The question of whether or not presidential debates actually matter has irked political scientists and pundits for some time, but this might be the year they finally get some answers.

Vox’s Andrew Prokop has a good summary of the existing literature on the issue. Looking at polling data and research by political scientists Prokop writes,

[W]e haven’t seen major poll changes that are attributable to the debates. But that doesn’t mean we’ve seen no change. … [I]t’s actually quite common for polls to shift by two to three points during debate season. … It’s probably not always the debates themselves that are moving polls here. Many other things happen between the start of debate season and the end. For instance, Barack Obama’s bump of 3 points or so during the 2008 debate season may have owed more to the unfolding economic crisis than his debate performances.

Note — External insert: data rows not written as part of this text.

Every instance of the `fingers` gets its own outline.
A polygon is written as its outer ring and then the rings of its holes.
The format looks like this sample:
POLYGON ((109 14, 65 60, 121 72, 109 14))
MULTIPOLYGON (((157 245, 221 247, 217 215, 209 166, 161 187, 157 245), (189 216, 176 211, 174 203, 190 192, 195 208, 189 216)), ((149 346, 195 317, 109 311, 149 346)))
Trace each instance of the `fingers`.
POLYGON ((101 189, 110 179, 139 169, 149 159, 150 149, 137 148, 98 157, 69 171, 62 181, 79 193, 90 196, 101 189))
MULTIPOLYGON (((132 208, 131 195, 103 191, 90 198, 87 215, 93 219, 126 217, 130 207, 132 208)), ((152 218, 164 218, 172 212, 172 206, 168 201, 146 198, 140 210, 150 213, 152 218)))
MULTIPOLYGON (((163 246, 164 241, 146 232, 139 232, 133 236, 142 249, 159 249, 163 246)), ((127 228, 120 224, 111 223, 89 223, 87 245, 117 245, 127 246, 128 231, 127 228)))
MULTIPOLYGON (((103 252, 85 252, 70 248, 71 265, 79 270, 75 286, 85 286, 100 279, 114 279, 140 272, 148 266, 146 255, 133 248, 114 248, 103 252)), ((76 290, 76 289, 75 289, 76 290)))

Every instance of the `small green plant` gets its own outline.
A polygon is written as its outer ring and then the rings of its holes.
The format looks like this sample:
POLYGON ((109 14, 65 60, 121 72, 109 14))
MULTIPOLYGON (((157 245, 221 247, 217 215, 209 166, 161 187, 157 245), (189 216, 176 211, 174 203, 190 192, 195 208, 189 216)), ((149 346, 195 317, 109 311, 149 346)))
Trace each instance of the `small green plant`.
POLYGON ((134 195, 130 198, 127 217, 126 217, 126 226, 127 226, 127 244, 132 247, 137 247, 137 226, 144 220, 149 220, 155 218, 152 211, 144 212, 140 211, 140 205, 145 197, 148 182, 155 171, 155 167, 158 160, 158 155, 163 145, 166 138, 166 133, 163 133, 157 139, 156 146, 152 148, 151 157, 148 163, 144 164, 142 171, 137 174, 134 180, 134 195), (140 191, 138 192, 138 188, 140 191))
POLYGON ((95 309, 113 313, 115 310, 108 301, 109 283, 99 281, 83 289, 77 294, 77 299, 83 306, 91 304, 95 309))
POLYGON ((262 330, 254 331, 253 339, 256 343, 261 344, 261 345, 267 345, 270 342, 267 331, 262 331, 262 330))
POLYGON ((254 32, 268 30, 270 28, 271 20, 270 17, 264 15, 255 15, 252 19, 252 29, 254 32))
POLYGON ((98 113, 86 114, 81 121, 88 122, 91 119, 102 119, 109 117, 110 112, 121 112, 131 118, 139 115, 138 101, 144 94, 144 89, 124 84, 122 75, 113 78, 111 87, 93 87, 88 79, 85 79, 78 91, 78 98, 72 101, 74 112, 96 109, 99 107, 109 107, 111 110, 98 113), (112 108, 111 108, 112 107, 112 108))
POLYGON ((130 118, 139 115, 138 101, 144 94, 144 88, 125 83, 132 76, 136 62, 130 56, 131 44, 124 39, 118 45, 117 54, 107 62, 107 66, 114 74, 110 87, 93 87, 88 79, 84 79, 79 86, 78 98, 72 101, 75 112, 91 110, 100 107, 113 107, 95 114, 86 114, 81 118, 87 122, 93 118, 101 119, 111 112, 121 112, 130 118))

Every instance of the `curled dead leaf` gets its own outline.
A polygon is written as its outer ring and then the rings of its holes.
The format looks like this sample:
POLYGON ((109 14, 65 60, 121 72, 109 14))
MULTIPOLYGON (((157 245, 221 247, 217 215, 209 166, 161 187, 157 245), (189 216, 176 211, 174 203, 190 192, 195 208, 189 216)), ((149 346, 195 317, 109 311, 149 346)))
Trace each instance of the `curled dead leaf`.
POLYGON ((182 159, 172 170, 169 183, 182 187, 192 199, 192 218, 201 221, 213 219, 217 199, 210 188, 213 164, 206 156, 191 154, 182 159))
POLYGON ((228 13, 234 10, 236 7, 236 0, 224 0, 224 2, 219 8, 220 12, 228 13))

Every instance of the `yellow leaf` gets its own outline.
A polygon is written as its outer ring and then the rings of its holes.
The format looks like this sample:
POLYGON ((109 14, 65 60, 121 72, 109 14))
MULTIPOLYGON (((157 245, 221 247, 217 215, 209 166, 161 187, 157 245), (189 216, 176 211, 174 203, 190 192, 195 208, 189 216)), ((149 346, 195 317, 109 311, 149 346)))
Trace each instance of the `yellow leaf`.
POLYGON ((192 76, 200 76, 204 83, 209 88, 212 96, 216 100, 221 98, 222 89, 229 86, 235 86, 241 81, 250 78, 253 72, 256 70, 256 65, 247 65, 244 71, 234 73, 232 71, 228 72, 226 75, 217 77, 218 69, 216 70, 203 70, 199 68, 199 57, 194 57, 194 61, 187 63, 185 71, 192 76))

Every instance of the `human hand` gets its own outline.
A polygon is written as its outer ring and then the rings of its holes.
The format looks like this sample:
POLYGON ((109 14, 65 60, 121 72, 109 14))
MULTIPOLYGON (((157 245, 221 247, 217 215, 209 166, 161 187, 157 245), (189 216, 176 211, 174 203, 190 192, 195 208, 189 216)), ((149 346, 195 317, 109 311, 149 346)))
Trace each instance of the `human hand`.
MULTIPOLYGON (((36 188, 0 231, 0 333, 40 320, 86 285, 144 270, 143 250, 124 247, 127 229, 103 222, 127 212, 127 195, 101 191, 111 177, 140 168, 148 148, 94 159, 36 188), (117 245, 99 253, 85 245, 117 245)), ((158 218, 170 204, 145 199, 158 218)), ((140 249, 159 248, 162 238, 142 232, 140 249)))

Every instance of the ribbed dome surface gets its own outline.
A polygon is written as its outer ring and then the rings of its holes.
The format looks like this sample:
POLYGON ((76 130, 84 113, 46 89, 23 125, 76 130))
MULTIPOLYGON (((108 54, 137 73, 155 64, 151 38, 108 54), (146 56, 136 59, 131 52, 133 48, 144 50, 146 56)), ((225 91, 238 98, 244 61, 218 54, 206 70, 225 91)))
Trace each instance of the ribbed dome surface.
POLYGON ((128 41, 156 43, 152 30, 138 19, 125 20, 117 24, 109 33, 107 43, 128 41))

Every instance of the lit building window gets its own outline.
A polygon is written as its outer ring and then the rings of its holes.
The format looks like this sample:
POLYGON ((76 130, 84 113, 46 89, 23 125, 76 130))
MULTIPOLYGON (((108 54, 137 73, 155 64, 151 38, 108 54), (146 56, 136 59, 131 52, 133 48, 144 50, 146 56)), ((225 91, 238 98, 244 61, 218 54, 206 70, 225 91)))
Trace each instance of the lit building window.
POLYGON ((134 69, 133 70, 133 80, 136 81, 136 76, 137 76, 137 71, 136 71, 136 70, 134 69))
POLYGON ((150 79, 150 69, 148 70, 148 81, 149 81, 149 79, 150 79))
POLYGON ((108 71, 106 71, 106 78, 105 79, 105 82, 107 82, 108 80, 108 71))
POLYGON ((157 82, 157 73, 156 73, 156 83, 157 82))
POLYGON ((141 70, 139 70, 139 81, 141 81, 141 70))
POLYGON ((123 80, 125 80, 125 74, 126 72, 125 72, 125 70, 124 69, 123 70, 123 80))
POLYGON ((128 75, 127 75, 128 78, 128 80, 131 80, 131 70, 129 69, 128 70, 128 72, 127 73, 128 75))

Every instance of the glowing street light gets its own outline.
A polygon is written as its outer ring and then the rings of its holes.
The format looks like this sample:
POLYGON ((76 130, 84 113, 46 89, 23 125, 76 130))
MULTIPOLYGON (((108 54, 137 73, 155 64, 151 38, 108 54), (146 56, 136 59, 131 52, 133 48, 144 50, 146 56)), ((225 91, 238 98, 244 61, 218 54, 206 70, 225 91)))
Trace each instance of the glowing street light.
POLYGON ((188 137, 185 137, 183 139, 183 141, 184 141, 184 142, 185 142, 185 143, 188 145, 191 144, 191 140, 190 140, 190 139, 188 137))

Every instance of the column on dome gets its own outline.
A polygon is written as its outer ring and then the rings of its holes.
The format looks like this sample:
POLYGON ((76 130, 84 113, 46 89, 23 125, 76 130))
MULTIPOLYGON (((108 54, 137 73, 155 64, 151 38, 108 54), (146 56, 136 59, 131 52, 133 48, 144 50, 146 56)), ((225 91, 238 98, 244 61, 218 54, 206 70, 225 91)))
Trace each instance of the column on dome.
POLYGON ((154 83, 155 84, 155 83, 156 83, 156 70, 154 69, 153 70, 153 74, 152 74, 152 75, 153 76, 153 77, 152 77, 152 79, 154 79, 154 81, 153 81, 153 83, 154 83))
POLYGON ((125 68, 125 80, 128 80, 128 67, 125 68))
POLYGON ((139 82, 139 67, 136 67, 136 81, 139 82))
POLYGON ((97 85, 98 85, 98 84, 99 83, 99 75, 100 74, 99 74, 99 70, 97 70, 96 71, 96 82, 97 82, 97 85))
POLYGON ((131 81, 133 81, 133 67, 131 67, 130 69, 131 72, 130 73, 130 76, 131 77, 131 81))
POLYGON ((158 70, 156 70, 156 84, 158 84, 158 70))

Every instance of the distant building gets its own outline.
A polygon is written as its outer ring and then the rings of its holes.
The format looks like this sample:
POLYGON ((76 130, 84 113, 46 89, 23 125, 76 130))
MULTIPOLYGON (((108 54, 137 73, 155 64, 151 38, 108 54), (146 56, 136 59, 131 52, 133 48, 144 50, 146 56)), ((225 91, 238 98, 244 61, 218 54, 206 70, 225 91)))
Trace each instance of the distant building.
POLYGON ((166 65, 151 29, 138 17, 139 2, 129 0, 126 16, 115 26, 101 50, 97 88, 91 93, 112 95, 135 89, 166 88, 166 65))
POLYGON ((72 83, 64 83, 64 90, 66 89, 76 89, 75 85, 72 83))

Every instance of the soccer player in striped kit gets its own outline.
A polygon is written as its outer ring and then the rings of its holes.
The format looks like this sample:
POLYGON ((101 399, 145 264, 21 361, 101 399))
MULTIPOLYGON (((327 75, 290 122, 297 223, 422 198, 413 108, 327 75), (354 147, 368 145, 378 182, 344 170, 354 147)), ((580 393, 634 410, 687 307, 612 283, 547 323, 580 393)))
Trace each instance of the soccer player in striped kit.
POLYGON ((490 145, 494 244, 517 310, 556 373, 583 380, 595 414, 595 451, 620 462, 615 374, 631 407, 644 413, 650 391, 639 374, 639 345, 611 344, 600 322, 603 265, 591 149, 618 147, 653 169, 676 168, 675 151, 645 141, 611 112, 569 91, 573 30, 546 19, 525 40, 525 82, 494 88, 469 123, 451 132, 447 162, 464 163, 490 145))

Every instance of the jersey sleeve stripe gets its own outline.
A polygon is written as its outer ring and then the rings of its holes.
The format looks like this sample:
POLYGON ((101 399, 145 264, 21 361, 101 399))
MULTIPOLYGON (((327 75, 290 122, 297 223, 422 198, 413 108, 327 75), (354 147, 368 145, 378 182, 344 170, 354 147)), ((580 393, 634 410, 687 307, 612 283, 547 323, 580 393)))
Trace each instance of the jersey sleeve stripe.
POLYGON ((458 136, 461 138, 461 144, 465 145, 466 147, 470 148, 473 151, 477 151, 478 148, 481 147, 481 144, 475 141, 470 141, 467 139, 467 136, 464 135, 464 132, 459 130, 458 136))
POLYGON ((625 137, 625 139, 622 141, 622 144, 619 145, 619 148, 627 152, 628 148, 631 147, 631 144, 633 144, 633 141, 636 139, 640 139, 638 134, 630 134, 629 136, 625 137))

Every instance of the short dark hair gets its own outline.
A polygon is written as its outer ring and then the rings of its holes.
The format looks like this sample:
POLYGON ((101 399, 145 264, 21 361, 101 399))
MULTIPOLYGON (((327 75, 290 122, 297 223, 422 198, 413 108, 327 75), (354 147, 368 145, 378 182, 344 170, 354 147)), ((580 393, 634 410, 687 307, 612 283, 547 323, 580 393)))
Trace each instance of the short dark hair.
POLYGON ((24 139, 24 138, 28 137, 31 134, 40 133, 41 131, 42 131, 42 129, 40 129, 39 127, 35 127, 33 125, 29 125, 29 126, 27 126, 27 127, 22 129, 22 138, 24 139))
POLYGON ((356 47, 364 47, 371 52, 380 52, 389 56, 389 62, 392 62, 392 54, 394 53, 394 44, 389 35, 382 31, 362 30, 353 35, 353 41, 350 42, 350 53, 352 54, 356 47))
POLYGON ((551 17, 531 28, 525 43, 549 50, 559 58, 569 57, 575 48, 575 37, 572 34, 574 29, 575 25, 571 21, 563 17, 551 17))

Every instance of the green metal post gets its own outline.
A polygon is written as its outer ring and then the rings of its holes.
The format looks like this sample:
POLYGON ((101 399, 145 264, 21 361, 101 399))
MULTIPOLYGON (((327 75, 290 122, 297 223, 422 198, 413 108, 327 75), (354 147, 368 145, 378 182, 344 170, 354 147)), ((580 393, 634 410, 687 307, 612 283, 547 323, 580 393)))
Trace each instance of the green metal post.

This is the general consensus among people attempting to measure the effectiveness of debates on electoral outcomes.  It’s unlikely that any debate in the modern era has had a dramatic enough effect on public opinion to sway the outcome of an election.

Only in cases where the electoral margin was razor thin can debates be said to even potentially have changed who won the race. This may have been the case in 2000, in the race between George W. Bush and Al Gore. It was one of the closest elections in American history, where 1 to 2 points could have made all the difference.

But even in this storied example it’s hard to determine the effect of a national debate when the margins were so close that any one event could have swayed the election.  Plus, Gore actually won the popular vote. So it's even harder to quantify the diffuse effects of a nationally broadcast debate on an election that was ultimately decided by a handful of Floridians and the U.S. Supreme Court.


Given all that, one might expect that the effect of debates on the 2016 election will be equally marginal and difficult to measure.

But, just like everything else in 2016, this year is different. This year’s presidential election could be the first chance we get to see how much a presidential debate can actually change the outcome of an election.  That’s because this year, a bajillion people say that they are going to watch this debate.

One advertising expert interviewed by Ad Week estimated that as many as 80 million people will tune into the live broadcast on Monday night to watch Hillary Clinton and Donald Trump’s first head-to-head matchup.  A poll by the Morning Consult found that as many as 106 million registered voters plan to watch the debate on television.


For context, the previous record for the most watched debate was in 1980 when 80 million viewers watched Jimmy Carter and Ronald Reagan duke it out on live television. It’s worth noting here that in 1980 that number likely comprised almost the entire audience for that debate.

This year, the presence of online streaming, DVRs and non-contemporaneous web video will allow millions more people to be view the debate both during and after it’s broadcast.

If the debate really does draw an audience of that historic size it’s easy to imagine that any marginal effect it would otherwise have on the electorate could be amplified.  And that could create, not only a unique moment in presidential debate history, but also a chance to finally see if debates between candidates at the apex of their viewing potential can change the course of history.